Scientists have been warning for years about a ticking “methane time bomb” in the thawing Arctic; and changes in temperature and precipitation in tropical wetlands are also being studied closely. Reinhardt urges immediate and sweeping action to eliminate human-caused methane emissions to stave off potentially disastrous cascading effects, as well as secure a half-degree buffer against future warming.
“Given the time sensitivity that we have here, it’s really important that we mitigate what we can with the solutions we have available today while also investing in [further] solution development,” Reinhardt said.
One of those solutions will tackle the problem of aerosols (defined here as a suspension of particles in the atmosphere vs the propellant used in spray cans), which help to mask the effects of climate change. Ironically, as we decarbonize, fewer aerosols will be co-produced — meaning greenhouse gases will have an even greater impact in the future than they do now. Aerosols such as sulfur dioxide are largely co-emitted with CO2. Sulfur dioxide’s lifespan is on the order of days, not decades; so, when aerosols stop being emitted, warming is immediately accelerated. That doesn’t cancel the mandate to decarbonize, Reinhardt asserts; but the world should expect rapidly accelerated warming as masking aerosols stop being emitted.
“People are increasingly worried that the next few years we’re going to be seeing much faster warming than what has happened in the past,” she said.
But removing our methane emissions could help flatten the heating bump as aerosols fizzle out of the atmosphere.
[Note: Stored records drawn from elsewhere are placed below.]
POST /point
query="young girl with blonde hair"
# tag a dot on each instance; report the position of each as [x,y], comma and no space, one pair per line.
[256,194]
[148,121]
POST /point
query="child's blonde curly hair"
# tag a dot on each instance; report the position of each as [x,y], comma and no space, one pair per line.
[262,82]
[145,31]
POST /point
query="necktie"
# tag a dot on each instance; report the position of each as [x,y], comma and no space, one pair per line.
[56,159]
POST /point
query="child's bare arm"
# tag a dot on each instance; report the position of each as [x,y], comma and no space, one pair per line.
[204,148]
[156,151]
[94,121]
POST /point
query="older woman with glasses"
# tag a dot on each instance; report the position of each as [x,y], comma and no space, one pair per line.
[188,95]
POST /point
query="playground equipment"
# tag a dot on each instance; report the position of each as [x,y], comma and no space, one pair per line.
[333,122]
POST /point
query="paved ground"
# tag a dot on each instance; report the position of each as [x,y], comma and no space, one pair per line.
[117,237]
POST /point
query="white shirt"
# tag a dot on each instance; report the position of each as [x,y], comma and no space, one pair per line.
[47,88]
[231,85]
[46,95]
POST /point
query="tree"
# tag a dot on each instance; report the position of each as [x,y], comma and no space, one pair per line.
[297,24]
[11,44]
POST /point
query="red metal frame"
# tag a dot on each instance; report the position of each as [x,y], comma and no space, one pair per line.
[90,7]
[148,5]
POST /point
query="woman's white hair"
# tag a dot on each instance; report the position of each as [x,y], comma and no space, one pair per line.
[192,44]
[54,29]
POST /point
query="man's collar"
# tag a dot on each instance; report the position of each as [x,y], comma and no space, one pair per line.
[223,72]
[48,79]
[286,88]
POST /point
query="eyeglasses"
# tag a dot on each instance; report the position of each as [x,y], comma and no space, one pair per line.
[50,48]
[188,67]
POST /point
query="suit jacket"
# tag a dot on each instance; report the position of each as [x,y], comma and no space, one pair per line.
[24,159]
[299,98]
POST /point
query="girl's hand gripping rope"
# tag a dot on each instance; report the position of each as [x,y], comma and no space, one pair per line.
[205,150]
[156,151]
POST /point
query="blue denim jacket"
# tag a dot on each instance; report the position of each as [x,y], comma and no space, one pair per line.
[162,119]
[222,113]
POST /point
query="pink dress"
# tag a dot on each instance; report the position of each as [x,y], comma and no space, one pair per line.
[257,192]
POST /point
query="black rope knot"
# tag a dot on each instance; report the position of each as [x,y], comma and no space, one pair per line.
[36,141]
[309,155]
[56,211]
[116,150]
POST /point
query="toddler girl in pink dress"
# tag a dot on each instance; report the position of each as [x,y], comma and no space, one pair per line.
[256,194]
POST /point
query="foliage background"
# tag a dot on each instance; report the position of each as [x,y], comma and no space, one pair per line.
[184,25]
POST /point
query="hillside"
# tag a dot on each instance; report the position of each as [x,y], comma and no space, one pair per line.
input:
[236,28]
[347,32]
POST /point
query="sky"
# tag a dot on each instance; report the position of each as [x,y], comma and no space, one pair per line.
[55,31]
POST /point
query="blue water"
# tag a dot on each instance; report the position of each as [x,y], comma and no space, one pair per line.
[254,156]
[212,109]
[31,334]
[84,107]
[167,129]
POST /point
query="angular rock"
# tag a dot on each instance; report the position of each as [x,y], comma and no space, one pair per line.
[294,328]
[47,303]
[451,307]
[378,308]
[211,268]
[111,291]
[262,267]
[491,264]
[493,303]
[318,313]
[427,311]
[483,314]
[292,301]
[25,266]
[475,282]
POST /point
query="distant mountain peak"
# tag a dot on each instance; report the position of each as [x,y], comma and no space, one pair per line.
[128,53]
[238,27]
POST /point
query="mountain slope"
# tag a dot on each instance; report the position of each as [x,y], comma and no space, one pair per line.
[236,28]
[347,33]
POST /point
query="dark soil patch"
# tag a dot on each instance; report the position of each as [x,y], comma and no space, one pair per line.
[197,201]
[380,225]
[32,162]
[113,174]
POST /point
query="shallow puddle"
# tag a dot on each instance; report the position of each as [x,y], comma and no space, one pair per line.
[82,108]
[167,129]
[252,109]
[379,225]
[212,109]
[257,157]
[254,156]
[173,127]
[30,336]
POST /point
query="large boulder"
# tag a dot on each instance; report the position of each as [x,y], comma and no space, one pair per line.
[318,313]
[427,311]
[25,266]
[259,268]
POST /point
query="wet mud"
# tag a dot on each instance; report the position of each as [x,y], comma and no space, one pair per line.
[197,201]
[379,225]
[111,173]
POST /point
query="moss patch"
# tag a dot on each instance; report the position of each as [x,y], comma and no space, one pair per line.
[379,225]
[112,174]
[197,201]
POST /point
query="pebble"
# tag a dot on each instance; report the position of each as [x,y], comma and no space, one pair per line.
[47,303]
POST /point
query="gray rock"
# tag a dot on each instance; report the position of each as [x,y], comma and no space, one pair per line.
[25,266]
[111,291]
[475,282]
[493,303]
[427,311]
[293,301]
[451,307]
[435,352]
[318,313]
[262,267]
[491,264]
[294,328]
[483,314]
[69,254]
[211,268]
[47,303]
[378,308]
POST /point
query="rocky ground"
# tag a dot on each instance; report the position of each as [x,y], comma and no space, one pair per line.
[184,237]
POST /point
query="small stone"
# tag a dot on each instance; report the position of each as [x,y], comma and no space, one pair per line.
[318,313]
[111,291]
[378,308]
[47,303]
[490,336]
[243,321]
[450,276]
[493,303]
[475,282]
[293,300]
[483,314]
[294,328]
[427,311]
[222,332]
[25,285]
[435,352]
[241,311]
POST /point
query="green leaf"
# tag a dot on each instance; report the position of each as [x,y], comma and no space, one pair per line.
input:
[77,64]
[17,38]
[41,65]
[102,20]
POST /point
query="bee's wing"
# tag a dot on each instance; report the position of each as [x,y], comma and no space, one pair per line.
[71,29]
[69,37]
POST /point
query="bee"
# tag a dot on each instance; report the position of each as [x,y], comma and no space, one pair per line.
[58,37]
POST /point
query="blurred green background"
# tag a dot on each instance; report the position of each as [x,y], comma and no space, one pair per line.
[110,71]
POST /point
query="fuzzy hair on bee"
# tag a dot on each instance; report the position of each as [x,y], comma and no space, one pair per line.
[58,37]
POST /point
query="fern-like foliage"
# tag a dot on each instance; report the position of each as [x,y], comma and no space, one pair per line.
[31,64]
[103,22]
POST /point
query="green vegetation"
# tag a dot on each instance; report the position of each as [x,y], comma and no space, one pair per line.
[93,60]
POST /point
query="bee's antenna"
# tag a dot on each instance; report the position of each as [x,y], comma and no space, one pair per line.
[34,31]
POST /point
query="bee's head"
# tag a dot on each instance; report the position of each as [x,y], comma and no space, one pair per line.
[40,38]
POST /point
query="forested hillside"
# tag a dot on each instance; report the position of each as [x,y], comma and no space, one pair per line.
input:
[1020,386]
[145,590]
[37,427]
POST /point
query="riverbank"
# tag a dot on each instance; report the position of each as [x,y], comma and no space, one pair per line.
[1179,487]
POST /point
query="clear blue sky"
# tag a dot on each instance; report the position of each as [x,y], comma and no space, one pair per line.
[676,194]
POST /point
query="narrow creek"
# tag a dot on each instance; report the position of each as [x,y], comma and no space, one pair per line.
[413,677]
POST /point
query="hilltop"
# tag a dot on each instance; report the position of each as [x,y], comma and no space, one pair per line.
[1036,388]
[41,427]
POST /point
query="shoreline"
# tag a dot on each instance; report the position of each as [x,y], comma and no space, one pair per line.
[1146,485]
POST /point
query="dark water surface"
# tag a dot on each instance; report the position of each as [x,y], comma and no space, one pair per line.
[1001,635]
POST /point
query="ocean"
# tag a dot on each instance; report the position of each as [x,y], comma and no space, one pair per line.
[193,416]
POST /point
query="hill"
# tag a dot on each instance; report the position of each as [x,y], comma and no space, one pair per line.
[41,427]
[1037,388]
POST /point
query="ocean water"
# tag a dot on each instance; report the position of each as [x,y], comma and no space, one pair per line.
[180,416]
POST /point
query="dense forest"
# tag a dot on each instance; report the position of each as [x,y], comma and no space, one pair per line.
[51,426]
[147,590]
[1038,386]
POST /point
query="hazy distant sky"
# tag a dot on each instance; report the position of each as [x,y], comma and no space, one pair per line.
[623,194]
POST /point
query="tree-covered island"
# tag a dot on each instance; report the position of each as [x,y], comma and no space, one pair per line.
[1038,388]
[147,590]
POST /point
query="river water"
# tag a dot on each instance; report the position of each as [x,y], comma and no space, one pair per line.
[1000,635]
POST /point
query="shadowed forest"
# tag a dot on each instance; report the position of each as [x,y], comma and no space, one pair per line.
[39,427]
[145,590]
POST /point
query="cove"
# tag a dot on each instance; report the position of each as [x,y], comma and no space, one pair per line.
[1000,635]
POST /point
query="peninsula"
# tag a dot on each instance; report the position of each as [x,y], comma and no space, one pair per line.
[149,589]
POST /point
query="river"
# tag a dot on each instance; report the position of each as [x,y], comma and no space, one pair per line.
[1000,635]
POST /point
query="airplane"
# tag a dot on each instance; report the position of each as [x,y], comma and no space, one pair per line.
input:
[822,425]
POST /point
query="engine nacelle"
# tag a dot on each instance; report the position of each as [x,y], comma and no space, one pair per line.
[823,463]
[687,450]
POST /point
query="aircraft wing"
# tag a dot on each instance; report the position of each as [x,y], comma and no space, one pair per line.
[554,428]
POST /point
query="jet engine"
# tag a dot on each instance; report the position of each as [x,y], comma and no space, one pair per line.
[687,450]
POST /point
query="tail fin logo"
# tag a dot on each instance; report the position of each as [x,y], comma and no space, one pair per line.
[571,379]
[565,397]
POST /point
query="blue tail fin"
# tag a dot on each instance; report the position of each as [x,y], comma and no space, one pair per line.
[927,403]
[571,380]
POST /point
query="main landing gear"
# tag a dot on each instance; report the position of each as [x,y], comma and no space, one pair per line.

Unfortunately, the methane discussion is still relatively new; so measuring and predicting its effects often gets wedged into metrics optimized for CO2. Reinhardt and others are calling for different ways to measure global warming potential of various greenhouse gases, with separate metrics for long-lived (ex: CO2) and short-lived (ex: methane) gases. Policy wonks and scientists are still debating what kind of a metric should be developed for short-lived gases such as methane; but they agree that we should be setting both long-term and short-term goals as opposed to single, cumulative metrics such as global warming potential (GWP).
“We should be setting separate targets for long-lived and short-lived climate pollutants, so that we can best ensure that we are controlling both and not creating tradeoffs,” Reinhardt said.